EV Torque is keeping up the Australian tradition of sticking tons of horsepower in very small cars. Working mainly on Volkswagens, they primarily like to stick Tesla and Netgain motors into old-school air-cooled vee-dubs. They also will help you do your own conversion by providing parts and expertise, if you want to be the one putting in the wrench time.
Notably, one of their older conversions is a 1992 Toyota Hilux with a Warp 9 motor and Open ReVolt (Cougar) 500 amp DC motor controller. The Warp 9 is about a 32 horsepower motor, so while this Hilux will move, it’s certainly not going to be the ripper that newer conversions can be.
Still, for an older conversion, it is very complete. It has electric hydraulic steering, vacuum-assisted brakes, and air-conditioning – which requires a fair bit of time and effort above and beyond a basic EV conversion to include. The batteries are Thunderstruck Thundersky 98 amp-hour batteries, arranged in a configuration that puts out about 150 volts. To charge all those batteries, the conversion uses a Zivan charger. There’s a circuit breaker, and importantly but often overlooked in EV conversions, a crash sensor. The goal of a crash sensor is to cut off all electricity by blowing a fuse if a crash has been detected.
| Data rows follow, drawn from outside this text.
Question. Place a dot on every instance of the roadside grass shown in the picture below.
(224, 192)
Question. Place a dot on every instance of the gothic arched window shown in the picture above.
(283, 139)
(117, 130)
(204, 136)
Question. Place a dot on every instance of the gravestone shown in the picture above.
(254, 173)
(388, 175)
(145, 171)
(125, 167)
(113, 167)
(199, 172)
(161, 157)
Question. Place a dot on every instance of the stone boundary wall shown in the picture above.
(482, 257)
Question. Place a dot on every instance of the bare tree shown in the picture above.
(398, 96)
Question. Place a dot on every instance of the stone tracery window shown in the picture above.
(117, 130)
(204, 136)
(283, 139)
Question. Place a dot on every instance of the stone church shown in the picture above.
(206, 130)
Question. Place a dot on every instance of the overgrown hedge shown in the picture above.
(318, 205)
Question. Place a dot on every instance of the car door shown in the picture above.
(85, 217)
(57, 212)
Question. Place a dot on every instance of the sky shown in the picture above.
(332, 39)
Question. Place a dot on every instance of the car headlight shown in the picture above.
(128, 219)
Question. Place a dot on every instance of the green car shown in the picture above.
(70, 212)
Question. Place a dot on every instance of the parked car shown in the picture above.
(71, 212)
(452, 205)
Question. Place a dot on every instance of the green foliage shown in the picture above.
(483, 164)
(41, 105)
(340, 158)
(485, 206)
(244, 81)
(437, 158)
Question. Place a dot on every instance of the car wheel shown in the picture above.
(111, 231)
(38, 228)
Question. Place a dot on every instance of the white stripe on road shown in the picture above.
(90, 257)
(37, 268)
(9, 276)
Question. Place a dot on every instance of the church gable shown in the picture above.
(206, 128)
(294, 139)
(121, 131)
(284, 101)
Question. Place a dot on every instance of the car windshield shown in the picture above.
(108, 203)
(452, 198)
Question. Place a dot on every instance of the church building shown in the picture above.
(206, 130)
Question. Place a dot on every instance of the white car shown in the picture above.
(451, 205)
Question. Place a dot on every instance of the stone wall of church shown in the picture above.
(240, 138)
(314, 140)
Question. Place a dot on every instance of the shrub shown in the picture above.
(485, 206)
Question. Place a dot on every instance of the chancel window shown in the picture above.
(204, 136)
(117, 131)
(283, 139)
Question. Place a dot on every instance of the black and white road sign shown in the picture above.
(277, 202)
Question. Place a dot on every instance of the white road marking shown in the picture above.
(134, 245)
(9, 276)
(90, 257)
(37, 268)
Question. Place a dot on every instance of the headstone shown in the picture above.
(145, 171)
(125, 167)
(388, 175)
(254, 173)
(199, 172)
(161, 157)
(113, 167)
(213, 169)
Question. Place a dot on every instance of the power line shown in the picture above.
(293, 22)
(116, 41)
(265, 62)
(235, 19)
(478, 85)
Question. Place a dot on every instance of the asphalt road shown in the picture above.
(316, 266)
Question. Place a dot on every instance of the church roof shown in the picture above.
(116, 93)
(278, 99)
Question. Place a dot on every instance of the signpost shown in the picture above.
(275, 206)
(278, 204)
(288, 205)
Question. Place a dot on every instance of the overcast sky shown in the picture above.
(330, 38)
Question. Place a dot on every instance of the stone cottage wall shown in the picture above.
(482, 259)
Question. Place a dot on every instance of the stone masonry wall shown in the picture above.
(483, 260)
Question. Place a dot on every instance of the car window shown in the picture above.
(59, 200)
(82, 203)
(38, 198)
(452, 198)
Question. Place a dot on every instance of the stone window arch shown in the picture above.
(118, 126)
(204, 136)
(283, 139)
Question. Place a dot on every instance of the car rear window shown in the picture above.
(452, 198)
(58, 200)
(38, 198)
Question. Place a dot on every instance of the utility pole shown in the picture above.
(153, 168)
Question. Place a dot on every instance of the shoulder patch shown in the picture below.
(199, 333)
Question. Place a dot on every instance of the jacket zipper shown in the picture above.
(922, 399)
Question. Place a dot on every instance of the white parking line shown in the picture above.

They have a range of electric driveline packages that range from as little as 50 hp (for those who have very lightweight vehicles) to 650 hp.
To control all the electrons necessary for a conversion, they have created their own Battery Management System. While many manufacturers create BMS’s, EV-Torque is throwing their hat in the ring by creating a configurable BMS created specifically for DIY electric conversions. They are also a distributor for Netgain Motors, ZeroEV, HPEVS Motors, and EVolution Australia, which between them can provide all the parts necessary for a complete EV conversion.